対話することに徹底的だった「カモン カモン」とは反対の映画だったかもしれない、というのは思いつきだが、誰かが自分の人生に影響することを支配的に(自分が主人公ではない!と)感じてしまって、それから逃げ続けるという映画だった。だから、終盤、別れた恋人アクセルにとてもいい言葉、たぶん自分では思ってもみなかった言葉を投げかけられても、それをユリヤがちゃんと受け止めているかどうかはかなり微妙に描かれている。あれ、人によって解釈が割れると思うのだけどみんなどうみているんだろうか。私は「響いていない」派で、だからこの映画は良いのだとも思っている。
ただ、終章でユリヤが選択した職業は明らかにアクセルとの時間が影響している。アクセルはガラス越しに街をみて、それを漫画に描いたと語っていた。ユリヤはファインダー越しにアクセルの姿を撮影する。ユリヤの成長がこの映画の中であるとしたら、影響を受け入れたというところじゃないのか。

映画内で何度か出てくるのはフェミニズムの話で、「支配」につながってくる。男性が悪いというわけではなく、ユリヤ自身が、誰かと一緒になることでしか人生を送れていない。どこかから借りてきたような言葉を並べた文章が「君自身だ」とか言われてしまうし。誰かによっかかっているくせに、その誰かが自分を(強い言葉で言えば)「縛っている感じ」に強い抵抗を覚えている。その縛りというのは女であるということによる、妊娠、出産、という縛りでもある。
浴室で血を流すシーンも解釈が分かれるところと思うが、重く捉えると子宮系の病気、ライトに見ると妊娠が終わってまた生理がやってきたというところだろうか。いずれにせよ、妊娠からの解放である。ほっとする。サラッと描いているここが何気にすごい。
ひとつの終わりを朝焼けと共に迎え、それをはじまりとして捉える。その切り替えの速さは悪い癖で、いい癖だ。そして誰かに所属していないと生活できなかったユリヤは最後にやっとひとり、を選択する。決して「強い女」ではないめんどくさい女、ユリヤが生きるための選択である。
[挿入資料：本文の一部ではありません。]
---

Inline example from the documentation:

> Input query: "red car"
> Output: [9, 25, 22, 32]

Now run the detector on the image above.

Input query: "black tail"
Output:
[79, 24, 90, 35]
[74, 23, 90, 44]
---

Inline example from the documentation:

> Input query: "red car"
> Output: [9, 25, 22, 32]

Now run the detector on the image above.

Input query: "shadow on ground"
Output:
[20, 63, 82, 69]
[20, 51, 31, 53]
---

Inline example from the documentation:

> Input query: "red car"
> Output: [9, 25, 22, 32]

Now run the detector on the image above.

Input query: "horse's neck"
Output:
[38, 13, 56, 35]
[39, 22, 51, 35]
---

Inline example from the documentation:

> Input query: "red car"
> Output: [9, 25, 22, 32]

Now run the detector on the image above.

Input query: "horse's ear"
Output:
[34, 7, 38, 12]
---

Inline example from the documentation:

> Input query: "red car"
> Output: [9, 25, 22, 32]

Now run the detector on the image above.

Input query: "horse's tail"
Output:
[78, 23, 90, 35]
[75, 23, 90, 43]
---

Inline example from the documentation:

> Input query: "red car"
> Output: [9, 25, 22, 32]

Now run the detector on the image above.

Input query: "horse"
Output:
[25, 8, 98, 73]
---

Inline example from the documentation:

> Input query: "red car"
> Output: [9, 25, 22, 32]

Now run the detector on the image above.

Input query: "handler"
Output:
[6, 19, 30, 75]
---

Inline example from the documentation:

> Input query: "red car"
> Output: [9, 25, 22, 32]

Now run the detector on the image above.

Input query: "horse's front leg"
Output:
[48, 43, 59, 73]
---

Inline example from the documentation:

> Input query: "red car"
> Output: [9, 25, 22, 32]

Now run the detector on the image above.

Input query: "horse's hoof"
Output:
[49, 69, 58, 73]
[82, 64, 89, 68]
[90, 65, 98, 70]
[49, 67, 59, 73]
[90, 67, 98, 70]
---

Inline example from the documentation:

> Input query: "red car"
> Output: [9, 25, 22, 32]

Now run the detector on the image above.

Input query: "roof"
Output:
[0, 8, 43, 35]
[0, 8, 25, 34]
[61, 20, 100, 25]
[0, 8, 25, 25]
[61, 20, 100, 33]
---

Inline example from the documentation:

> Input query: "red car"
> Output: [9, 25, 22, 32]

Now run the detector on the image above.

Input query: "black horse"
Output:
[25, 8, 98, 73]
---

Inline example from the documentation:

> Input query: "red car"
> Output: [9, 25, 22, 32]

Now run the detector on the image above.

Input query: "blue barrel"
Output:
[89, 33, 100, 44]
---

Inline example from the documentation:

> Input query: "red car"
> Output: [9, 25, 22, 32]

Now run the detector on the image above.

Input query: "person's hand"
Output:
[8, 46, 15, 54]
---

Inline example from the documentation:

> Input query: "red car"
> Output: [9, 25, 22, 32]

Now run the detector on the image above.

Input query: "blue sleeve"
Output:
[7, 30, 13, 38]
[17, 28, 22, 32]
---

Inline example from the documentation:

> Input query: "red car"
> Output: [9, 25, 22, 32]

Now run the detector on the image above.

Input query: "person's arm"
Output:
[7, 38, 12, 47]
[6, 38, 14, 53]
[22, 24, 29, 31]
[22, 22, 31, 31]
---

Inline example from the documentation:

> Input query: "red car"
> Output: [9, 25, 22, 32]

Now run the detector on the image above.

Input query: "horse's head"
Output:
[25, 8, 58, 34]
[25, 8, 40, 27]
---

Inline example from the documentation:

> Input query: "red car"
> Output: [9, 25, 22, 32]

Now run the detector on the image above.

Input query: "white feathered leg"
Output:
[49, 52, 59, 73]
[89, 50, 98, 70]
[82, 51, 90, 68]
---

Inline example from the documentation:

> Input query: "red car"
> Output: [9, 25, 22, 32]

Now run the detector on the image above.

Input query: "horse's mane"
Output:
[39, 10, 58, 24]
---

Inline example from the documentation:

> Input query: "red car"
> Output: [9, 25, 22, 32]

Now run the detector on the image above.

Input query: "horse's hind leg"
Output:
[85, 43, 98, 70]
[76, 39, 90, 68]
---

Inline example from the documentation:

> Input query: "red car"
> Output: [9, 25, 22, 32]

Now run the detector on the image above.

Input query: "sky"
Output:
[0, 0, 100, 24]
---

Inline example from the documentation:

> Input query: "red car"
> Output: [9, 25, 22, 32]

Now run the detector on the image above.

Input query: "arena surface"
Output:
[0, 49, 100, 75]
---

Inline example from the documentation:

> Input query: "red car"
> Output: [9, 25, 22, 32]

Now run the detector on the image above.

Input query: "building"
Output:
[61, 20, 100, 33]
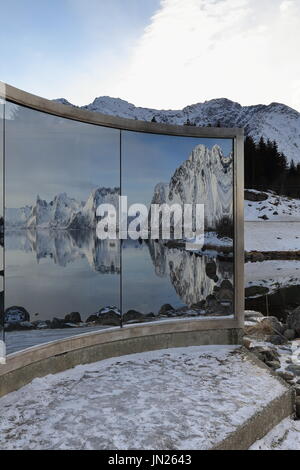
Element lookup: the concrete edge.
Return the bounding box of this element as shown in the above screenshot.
[212,349,295,450]
[0,324,243,398]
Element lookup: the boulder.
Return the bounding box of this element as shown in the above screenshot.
[245,286,269,297]
[250,346,279,363]
[287,307,300,336]
[158,304,175,315]
[64,312,81,323]
[261,316,285,334]
[86,314,99,323]
[265,360,281,370]
[283,329,296,340]
[286,364,300,376]
[268,334,285,345]
[97,310,120,326]
[4,306,30,324]
[123,310,144,322]
[50,317,68,329]
[205,261,217,280]
[244,190,268,202]
[277,371,295,382]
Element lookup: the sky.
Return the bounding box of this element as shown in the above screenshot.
[0,0,299,111]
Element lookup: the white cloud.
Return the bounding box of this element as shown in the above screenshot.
[103,0,300,111]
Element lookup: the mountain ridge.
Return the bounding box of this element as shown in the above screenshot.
[55,96,300,164]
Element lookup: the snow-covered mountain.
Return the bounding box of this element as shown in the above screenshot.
[55,96,300,164]
[151,144,233,230]
[5,188,120,229]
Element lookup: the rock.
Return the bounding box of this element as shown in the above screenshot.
[261,316,285,334]
[243,337,252,349]
[158,304,175,315]
[64,312,81,323]
[205,261,217,280]
[35,321,49,329]
[4,306,30,324]
[244,190,268,202]
[283,329,296,340]
[287,307,300,336]
[245,286,269,297]
[5,321,35,331]
[258,214,269,220]
[268,334,285,345]
[250,252,265,262]
[265,360,281,370]
[245,311,264,319]
[145,312,156,318]
[277,371,295,381]
[294,385,300,397]
[86,314,99,323]
[250,346,279,363]
[296,397,300,419]
[286,364,300,376]
[97,310,120,326]
[123,309,144,322]
[50,317,68,329]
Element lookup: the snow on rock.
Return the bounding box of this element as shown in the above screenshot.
[151,144,233,230]
[0,346,286,450]
[58,96,300,164]
[245,190,300,222]
[250,418,300,450]
[68,187,119,229]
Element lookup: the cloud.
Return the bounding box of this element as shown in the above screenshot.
[106,0,300,111]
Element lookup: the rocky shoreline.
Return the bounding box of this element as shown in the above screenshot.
[244,308,300,418]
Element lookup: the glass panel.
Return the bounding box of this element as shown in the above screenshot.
[0,97,4,357]
[4,102,120,353]
[121,130,234,325]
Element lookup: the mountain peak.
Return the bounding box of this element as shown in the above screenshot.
[54,95,300,163]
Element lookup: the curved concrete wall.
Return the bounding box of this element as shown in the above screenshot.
[0,82,244,396]
[0,318,243,398]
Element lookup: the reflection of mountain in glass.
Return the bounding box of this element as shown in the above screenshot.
[148,240,233,313]
[6,230,120,273]
[151,144,233,231]
[6,187,120,229]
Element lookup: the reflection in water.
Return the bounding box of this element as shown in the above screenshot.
[5,231,233,323]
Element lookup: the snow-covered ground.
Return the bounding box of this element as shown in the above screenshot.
[250,418,300,450]
[245,222,300,252]
[245,260,300,294]
[245,191,300,222]
[0,346,286,450]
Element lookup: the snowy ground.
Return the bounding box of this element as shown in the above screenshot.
[0,346,286,450]
[245,191,300,222]
[245,222,300,252]
[250,418,300,450]
[245,260,300,295]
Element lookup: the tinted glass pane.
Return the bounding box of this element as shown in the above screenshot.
[121,130,234,324]
[0,97,4,356]
[4,103,120,353]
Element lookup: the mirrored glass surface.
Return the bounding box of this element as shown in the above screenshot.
[4,103,121,353]
[121,130,234,325]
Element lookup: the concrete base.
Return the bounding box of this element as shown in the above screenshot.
[0,319,242,398]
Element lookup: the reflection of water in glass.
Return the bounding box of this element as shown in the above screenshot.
[5,230,120,321]
[5,231,234,321]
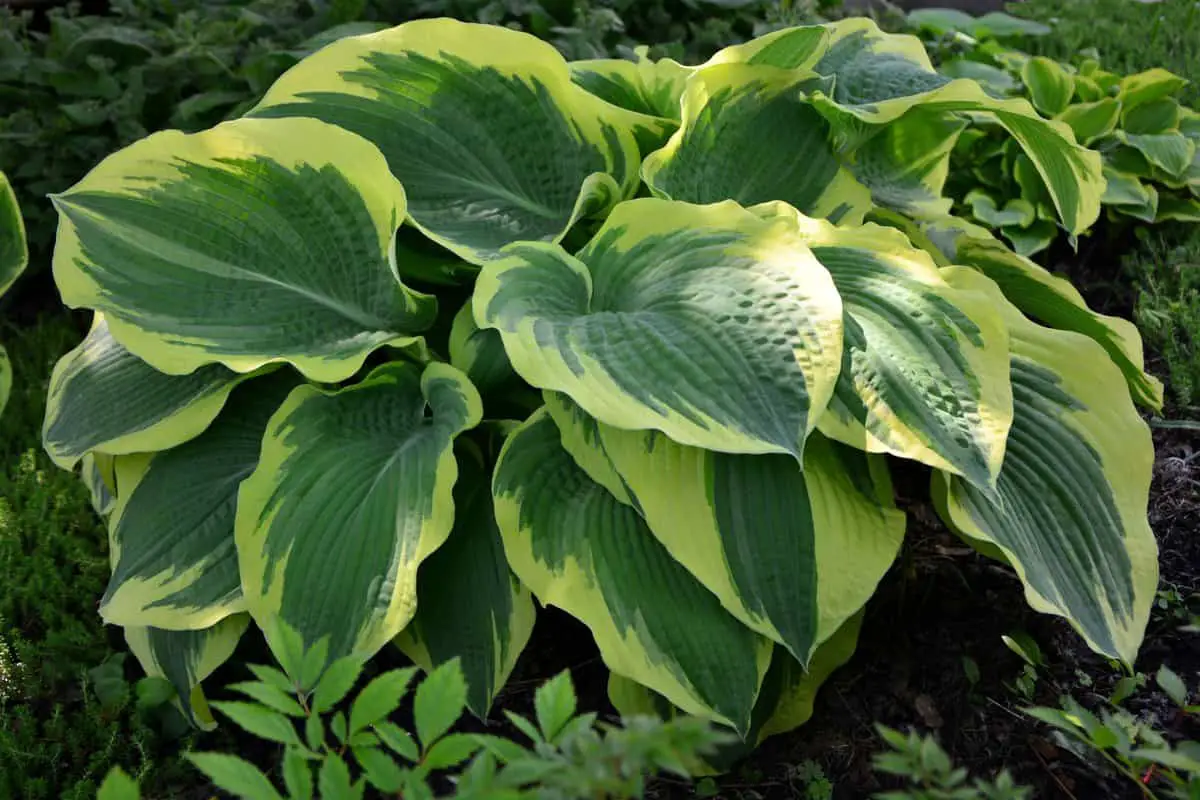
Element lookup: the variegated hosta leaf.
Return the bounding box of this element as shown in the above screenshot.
[474,198,845,459]
[965,191,1035,229]
[0,344,9,420]
[1,170,26,297]
[642,64,872,225]
[1103,169,1159,222]
[236,362,482,668]
[1021,57,1074,117]
[43,315,246,469]
[799,18,1104,236]
[935,268,1157,665]
[1002,219,1058,258]
[1118,68,1188,111]
[493,409,772,733]
[101,373,298,630]
[1113,131,1196,179]
[568,54,688,152]
[702,24,831,71]
[448,300,519,397]
[1122,97,1182,136]
[1056,99,1121,146]
[846,107,965,218]
[756,204,1012,488]
[394,450,535,718]
[606,611,863,752]
[924,218,1163,410]
[81,451,117,518]
[1157,194,1200,222]
[546,392,904,664]
[125,614,250,729]
[751,611,863,744]
[51,117,435,383]
[251,18,641,265]
[0,171,25,419]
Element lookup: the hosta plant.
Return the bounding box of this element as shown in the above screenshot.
[913,13,1200,254]
[45,17,1161,751]
[0,169,26,416]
流れて流れて、その経過で身についた生きる術である。強くパワフルに生きよう、ではなくて、多分大丈夫だから、くらいの後押しがすごいバランスだと思う。爽やかで幸福なラストだ。あとはカメラがすごい良かった。独特でみたことがない感じなんだけど、やってんな感がない。でもやっぱりかなり個性的。